Human Rights Watch (HRW) on Tuesday reported on threats to basic rights posed by China’s new cybercrime bill, and urged the concerned governments to press China to scrap the draft law.

China’s Ministry of Public Security published the proposed Draft Law on Cybercrime Prevention and Control in January, and while it addresses legitimate concernscriminal online activities, fraud, child pornography, and illicit financial transactions—it also threatens “internationally protected rights to privacy, freedom of expression, and access to information,” HRW found.

HRW China researcher Yalkun Uluyol noted that the bill would provide China’s government with authority to expand and tighten social controls within its borders and beyond. Uluyol emphasized how the proposed legislation threatens online anonymity, free speech, and access to information. The researcher said many offenses in the bill are vaguely phrased, including phrases such as “disrupting the real-name management system,” “harming national security,” and “disrupting online order.” HRW argued that lack of specificity creates a possibility of punishing legitimate online speech and activities. 

The bill would also consolidate and reinforce China’s real-name registration requirement across telecommunication, internet, and banking systems services, limiting anonymous expression. Provisions threaten to criminalize legitimate activities of journalists, human rights defenders, and security researchers by prohibiting publication of “information that goes against social order.”

The new “abusive cybercrime regime” would also extend to citizens abroad as well as foreign individuals and organizations that provide internet service to users in China. The draft law would allow authorities to freeze funding and investments of foreign entities that produce or disseminate information that harms state interests or bar them from entering the nation.
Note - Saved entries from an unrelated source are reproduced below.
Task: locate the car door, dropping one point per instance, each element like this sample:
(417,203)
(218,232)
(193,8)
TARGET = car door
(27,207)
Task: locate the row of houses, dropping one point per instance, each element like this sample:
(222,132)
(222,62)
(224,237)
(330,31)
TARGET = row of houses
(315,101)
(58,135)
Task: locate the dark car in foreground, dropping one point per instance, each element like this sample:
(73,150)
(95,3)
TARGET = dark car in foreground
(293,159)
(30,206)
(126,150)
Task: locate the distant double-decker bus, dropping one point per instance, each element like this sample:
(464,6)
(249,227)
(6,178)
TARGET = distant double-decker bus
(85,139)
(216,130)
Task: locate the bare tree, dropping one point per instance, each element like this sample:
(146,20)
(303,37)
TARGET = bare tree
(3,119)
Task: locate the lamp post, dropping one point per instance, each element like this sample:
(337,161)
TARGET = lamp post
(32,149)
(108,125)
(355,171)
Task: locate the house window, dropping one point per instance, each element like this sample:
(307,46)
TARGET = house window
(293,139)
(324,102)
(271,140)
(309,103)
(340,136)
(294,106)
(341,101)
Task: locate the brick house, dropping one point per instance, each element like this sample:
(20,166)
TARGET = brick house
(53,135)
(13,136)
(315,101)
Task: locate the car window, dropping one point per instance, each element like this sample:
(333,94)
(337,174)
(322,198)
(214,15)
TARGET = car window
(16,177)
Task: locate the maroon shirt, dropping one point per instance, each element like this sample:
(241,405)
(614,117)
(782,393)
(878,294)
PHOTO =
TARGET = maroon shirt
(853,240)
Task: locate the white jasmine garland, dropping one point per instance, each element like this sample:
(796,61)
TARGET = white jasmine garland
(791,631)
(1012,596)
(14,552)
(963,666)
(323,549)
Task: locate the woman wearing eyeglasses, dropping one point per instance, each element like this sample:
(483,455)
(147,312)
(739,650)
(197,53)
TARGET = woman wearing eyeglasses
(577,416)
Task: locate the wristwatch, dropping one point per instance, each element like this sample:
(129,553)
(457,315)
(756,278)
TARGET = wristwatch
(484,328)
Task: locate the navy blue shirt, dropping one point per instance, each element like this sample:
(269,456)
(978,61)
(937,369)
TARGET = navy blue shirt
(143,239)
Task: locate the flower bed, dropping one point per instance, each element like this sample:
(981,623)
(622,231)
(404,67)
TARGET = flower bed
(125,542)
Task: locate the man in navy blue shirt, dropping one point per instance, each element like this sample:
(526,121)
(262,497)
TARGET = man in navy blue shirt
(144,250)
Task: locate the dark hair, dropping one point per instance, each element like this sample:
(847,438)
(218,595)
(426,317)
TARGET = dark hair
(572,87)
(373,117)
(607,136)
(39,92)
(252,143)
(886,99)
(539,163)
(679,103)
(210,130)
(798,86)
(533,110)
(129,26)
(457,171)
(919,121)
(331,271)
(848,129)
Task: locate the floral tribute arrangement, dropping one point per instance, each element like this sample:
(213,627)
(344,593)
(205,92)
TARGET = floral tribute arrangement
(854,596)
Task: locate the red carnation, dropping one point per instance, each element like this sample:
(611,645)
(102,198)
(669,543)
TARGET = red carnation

Earlier this month, China adopted a Law on Promoting Ethnic Unity and Progress that requires “people of all ethnicities, all state organs and armed forces, all political parties and social groups, enterprises, institutions, and organizations [to prioritize] a strong sense of the community of the Chinese people.” HRW spoke out against the new legislation, criticizing the forced assimilation of the 55 recognized minority groups in China.